Actually, that is completely untrue. A teenager talking to you like that is confused, angry, and that’s not really surprising given what I assume he’s hearing from his dad, that there is a new baby, a new man in the house, and every other thing. You think about how you’re feeling, and now imagine coping with that at 13.
Just so you know, it doesn’t matter how your child appears to feel about you, if you kill yourself, they will be dealing with it for the rest of their lives. I’d actually go so far as to say that it would be worse if you have this currently estranged angry kid, because they will think they are to blame.
All you can do in this situation is keep firm boundaries, and keep loving them. One day he will see his dad for what he is. I’m sure you’re not badmouthing his dad, as you have seen the havoc it causes.

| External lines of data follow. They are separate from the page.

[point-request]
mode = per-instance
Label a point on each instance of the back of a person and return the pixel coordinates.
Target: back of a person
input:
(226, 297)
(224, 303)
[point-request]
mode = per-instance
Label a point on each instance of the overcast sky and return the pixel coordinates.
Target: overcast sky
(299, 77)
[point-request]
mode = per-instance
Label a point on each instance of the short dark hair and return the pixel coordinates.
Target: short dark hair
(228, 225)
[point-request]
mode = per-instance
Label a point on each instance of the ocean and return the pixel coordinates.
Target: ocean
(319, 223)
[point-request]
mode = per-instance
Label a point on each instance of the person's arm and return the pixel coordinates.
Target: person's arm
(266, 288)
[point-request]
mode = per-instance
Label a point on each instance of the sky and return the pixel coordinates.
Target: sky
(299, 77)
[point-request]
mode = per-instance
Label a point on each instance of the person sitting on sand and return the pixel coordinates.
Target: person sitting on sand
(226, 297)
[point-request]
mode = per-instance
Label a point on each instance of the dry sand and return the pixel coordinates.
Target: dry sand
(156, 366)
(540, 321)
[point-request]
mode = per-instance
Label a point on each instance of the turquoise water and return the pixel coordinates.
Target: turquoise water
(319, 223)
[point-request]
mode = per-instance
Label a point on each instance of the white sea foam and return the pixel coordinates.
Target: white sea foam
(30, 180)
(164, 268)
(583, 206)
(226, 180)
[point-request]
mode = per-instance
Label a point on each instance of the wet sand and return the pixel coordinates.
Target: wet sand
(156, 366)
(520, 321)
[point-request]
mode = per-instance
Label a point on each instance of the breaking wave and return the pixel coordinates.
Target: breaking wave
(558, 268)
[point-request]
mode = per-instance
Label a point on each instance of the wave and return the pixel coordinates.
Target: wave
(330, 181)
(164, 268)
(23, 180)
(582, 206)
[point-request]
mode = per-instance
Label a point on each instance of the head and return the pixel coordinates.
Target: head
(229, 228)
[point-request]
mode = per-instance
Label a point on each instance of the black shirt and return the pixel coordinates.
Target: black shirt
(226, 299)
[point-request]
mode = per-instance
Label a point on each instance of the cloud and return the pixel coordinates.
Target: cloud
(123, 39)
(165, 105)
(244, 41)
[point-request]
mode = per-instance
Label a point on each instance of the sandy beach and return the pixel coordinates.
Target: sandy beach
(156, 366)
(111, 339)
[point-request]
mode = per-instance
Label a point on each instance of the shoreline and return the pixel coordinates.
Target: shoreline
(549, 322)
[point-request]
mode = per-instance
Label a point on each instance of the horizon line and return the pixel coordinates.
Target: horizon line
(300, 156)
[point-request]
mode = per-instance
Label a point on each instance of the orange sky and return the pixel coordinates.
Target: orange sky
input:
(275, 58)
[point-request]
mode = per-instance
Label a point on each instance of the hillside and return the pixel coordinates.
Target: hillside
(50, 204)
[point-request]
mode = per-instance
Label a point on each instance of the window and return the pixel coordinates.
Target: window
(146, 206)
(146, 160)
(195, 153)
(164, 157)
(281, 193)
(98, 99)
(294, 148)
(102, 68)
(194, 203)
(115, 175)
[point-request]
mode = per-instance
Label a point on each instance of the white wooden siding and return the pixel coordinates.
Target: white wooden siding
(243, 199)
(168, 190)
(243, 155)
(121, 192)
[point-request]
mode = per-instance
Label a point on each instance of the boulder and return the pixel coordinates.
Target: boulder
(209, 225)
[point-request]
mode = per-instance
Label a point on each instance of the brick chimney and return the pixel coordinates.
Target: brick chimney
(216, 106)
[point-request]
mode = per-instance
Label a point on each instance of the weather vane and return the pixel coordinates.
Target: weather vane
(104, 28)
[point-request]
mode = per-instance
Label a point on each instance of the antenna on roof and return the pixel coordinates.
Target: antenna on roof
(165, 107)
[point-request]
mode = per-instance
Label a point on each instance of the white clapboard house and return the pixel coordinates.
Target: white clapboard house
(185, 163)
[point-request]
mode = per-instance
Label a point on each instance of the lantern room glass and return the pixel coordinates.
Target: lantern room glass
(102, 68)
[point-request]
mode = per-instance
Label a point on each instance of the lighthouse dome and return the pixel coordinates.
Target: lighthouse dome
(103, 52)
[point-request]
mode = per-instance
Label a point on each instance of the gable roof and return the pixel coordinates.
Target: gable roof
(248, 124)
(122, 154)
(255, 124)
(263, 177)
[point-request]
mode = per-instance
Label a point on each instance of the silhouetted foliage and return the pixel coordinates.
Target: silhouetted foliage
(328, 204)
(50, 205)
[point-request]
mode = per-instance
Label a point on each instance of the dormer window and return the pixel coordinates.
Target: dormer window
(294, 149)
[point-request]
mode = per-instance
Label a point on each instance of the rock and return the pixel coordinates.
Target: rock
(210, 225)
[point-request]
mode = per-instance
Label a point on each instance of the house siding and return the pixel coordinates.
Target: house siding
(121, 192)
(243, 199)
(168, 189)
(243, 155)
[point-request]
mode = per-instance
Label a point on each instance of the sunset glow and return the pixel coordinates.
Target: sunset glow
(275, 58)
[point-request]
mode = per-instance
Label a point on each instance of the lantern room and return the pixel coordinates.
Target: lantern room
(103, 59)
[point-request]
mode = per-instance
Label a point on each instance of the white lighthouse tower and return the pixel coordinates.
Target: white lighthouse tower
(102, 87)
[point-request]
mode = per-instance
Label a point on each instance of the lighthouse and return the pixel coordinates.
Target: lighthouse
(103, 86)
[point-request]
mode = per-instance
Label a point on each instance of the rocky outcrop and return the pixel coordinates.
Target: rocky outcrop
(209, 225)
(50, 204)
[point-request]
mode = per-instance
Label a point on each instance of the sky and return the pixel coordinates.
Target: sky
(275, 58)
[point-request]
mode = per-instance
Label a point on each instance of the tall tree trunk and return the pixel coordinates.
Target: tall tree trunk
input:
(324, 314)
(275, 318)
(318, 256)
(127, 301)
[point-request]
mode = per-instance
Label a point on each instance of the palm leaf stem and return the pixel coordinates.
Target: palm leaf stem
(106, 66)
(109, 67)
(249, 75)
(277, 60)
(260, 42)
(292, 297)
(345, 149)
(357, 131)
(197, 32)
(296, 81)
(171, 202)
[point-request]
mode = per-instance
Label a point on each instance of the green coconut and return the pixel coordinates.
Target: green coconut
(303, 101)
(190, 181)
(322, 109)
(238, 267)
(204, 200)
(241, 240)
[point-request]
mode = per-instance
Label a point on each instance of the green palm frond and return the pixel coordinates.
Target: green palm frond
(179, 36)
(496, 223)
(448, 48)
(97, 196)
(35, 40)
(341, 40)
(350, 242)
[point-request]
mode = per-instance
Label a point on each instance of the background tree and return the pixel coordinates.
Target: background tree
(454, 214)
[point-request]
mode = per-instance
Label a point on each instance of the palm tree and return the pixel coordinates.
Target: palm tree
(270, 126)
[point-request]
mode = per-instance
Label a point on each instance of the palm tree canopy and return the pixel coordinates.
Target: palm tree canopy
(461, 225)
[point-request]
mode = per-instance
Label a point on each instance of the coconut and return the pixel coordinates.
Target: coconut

again, it’s too late now, but I don’t understand how, if you have these things going on with your older children, and alienation etc etc., you found the capacity to start a new relationship, and decided a new baby would fit in easily!! I’m agog, as any one of those things would be enough for me. On the plus side, all of this will move on, it simply cannot stay this difficult forever.
Oh, and on to your partner - I would not dismiss the idea that he is finding the baby especially hard work because CE can impact sense of self, masculinity, and of course the physical incapacity that he will continue to remember/maybe deal with for a long time. Even more reason for you both to work together, rather than him assuming the baby will just be fitted in to his requirements.
Maybe, and I hesitate to say this, because I’d usually yell at someone of this, but maybe you could consider unattaching at 6 months or so, a little, so that you can make a bit more space for everyone/everything else.
You can also explain to DP that this stage is temporary, you won’t be co-sleeping forever, and you’ve got the rest of your lives to get into a routine!